Estamos, pues, ante lo
que ahora llamamos la deslocalización, término que no existe en el diccionario
del uso del español de María Moliner, y significa, según los entendidos en la
globalización, desplazamiento de una actividad al lugar en el que las
condiciones sociales y económicas sean las más apropiadas. Valoración que suele
estar vinculada a costes por beneficios económicos para las empresas, y sus
consecuencias suelen tener unos costes sociales importantes siendo muy
significativos para los territorios en los que dejan de operar las empresas que
se desplazan, es decir, que se deslocalizan. En el caso de Canarias nos dejan
huérfanos, ya que la UE nos habla de la libre circulación de las mercancías, lo
que hace que no sólo perdamos las producciones que tradicionalmente exportamos
a la UE, sino que tampoco podemos producir para el mercado interior, ya que las
importaciones de países terceros, con sueldos de hambre, hacen no competitivas
las producciones locales.
En los últimos meses
hemos importado bienes que podemos producir aquí, como es el caso de las papas,
con precios de ruina para nuestros agricultores (0,20 euros el kilo y de leche
a 0,40 el litro), y otros bienes básicos que hacen que el sector agrario
acelere la crisis, caso de los plátanos. Mientras tiramos a los barrancos
varios millones de kilos el pasado verano, entraban en la Península bananas
tropicales cultivadas por campesinos que no cobran más de 5 ó 6 euros diarios.

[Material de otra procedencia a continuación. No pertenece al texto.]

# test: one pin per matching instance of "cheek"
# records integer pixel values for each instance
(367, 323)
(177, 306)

Es significativo que aquí el campo ha desaparecido del debate público.
Escuchamos hablar de la sostenibilidad, cambio climático, y mientras importamos
alimentos producidos en el Tercer Mundo olvidamos el valor estratégico del
campo y del agua, bienes cada día más escasos en Canarias y en todo el planeta,
y lo que es peor, nuestros jóvenes posmodernos no quieren oír hablar para nada
del campo, ahora toca hablar de las nuevas tecnologías y del cambio climático.
Hablamos continuamente de reserva energética, pero olvidamos la suficiencia
alimentaria. Hasta Sarkozy se acordó hace poco del
campo francés y puso más partidas económicas reconociendo la crisis que vive el
campo francés y el de la UE.
Hace unos años
proponía encabar el sacho. Hoy digo que la llamada deslocalización del campo
canario nos puede traer una situación de carencias preocupantes si no se
aplican marcos que protejan las producciones locales ante unas importaciones
que, basadas en la economía de mercado, priman al especulador sobre el
agricultor que pone esfuerzo y cariño al terreno que cultiva. Aún estamos a
tiempo de dignificar y rescatar un importante patrimonio agrario y ambiental en
las Islas. ¡Encabemos el sacho! La suerte de nuestro campo no puede estar
pendiente del tejer y destejer de la Bolsa y los grandes lobbys. Lo que aquí es
artesanía son surcos en la lava, son valores no cotizados en bolsa, no tienen
precio pero sí tienen mucho valor. Como casi todo lo que vale para la
Humanidad, no cotiza en la bolsa.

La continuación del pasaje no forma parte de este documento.